Live Nation CEO Michael Rapino posted an open letter addressing issues of racism and discrimination in society, pledging that his company is “committing to take steps to ensure that everyone in our community – employees, artists, and fans – is valued, respected, and treated equitably.” Among those steps is a $10 million investment in “developing, promoting and hiring Black and underrepresented talent” to bring its employee population in line with race and gender lines in countries it operates in. That includes at the top of the company, by way of a plan to aim for at least 30 percent of the company’s board “be diverse” by 2025.
The letter posted to the company website is dated July 9, notably the same date a furloughed executive filed a lawsuit alleging discrimination and retaliation in California. Variety points out that it is likely too detailed of a plan to have been hatched as an on-the-fly response to the allegations contained in the lawsuit.
Beyond internal changes, the letter promises increased spend with Black and minority-owned vendors, and making a point to broaden the range of artists promoted by the company around the globe.
The full letter is included below:
At Live Nation, our mission has always been about bringing people together to share experiences and to unify them through the universal language of music. Despite the fact that we remain physically distant, this fundamental part of who we are is as important as it has ever been. We can only be successful in this mission if we address inequality and injustice at every level of our organization.
Recent events in the U.S. and around the world have sparked overdue reflection on racism and discrimination in our societies, as well as here at Live Nation. As the leader in live music, we have an opportunity and a responsibility to amplify the conversation around anti-racism and Black Lives Matter in order to be a part of the solution. We also recognize the need to expand our efforts across race, ethnicity, gender, sexual orientation, disability, and other underrepresented groups.
We are committing to take steps to ensure that everyone in our community – employees, artists, and fans – is valued, respected, and treated equitably.
We commit to increasing diversity at every level of our company. This will start at the very top with our Board of Directors, where we plan to nominate more Black, indigenous and people of color (BIPOC) and women candidates as we strive towards having at least 30% of our directors be diverse by 2025. When it comes to our leadership representation (Director and above), we are setting representation goals on a country-by-country basis in order to acknowledge local dynamics and best serve each region. In the United States, we plan to have doubled our Black leadership representation, and to have increased our overall racially/ethnically diverse leadership representation to 30% by 2025. We’ll be investing at least $10 million globally over the next two years as we expand and launch new programs focused on developing, promoting and hiring Black and underrepresented talent as we work to bring our overall employee population to parity across race and gender in every country. This will include expanding Future Nation, formalizing mentorship programs, building career training and coaching opportunities, growing scholarship offerings, developing pipelines for more diverse hiring, and other efforts.

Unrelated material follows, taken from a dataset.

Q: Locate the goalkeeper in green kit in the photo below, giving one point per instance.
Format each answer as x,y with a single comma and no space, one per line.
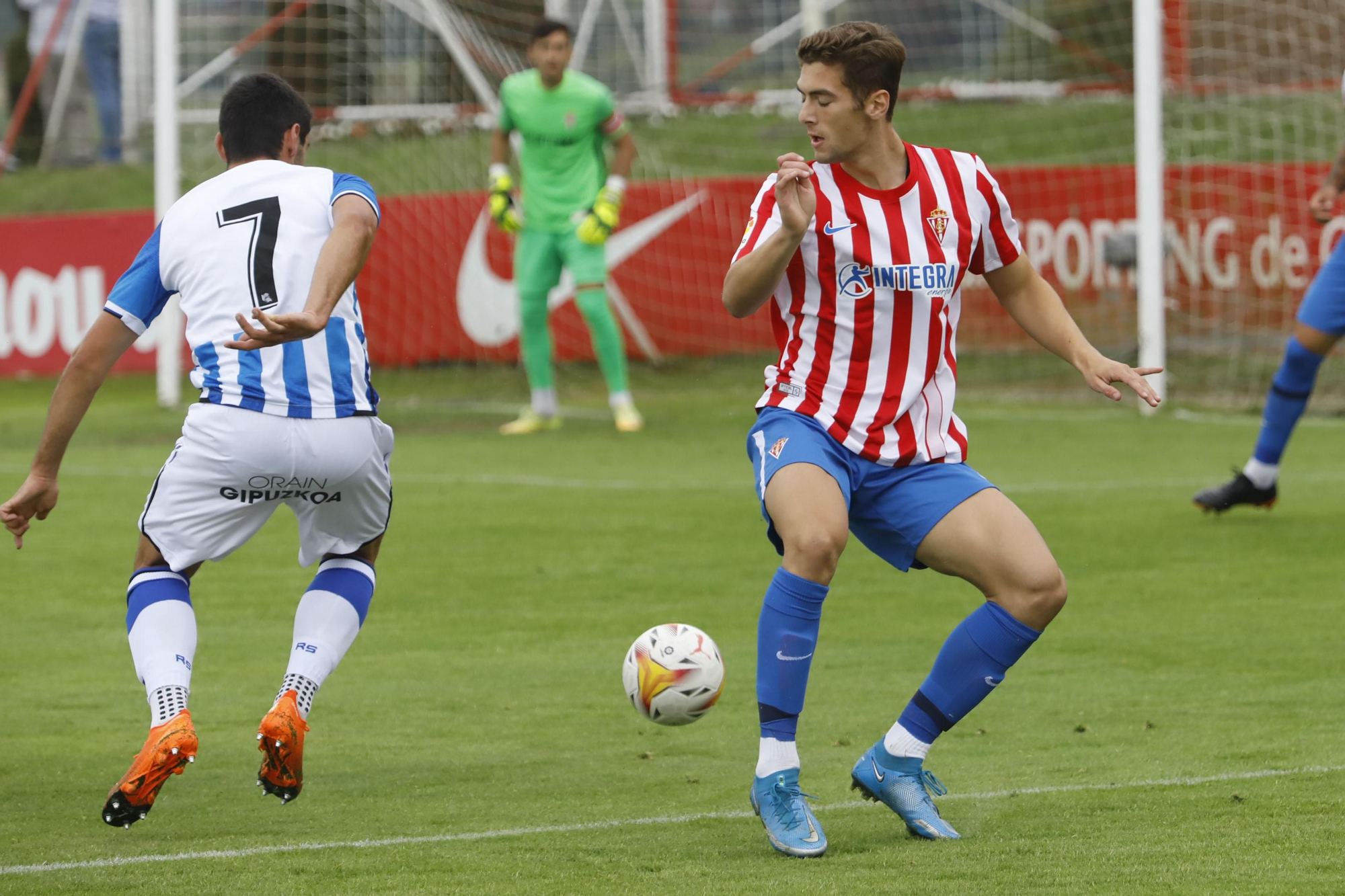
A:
570,208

We commit to putting diversity center stage at our events around the world. As the biggest economic driver for artists, we want to ensure live music continues to unlock opportunities for equity and prosperity, and we will keep taking steps to broaden the range of artists we promote around the globe. Over the past 10 years, we’ve invested over $300 million in music business ventures that empower Black artists and entrepreneurs. We will continue developing and investing in more music ventures, as well as festivals, tours, and programs that empower Black, Latin, female and other underserved groups as they continue to shape the future of music and culture. Additionally, our 100+ festivals will strive to present more diverse lineups, including more artists from underrepresented races, ethnicities, sexual orientations and genders.
We commit to increasing our spend with Black and minority-owned vendors. We spend over $2 billion each year on staging and sourcing for shows, with a supply chain that spans the globe. We can use this spending power to drive economic empowerment and help grow small and disadvantaged businesses. In the future, we will look for opportunities to support minority-owned business wherever possible, from stage lighting companies to our 401k investment managers, and more.
We commit to amplifying social justice causes. Music has the power to shift perspective and drive change, and many of the artists we work with are at the forefront of the social justice conversation. Last year we helped bring concerts to over 40 countries and 100 million fans, and we vow to utilize our global platforms to increase awareness and engagement for artist causes. Once we are back to doing shows at scale, we will also be able to develop our own programs and initiatives that artists, brands, and fans can tap into, including championing voter registration on-site at venues and online as part of the ticket-purchase experience.
We commit to holding ourselves accountable. To ensure our words turn into action, we will be providing anti-bias education training, tracking our diversity data globally, facilitating ongoing pay equity analysis, tying our goals to leadership compensation, and establishing an Equity Accountability Board led by different leaders from across the business to govern and influence our goals. With ongoing accountability, we believe we can become a more actively anti-racist organization.
This is a movement, not a moment. Rest assured these actions will continue to expand and evolve over time – especially when our concerts and revenue begin to ramp back up. Racism and inequality are systemic problems, and we must make this an ongoing dialogue in order to drive real, lasting change. Our ultimate goal is to be as representative as the communities and artists we serve. The core of our business is promoting, and we are committed to improving our promotion of diversity within our company and the world at large. I am confident that this will make us an even stronger team.
Stay safe, and please continue to make your voices heard.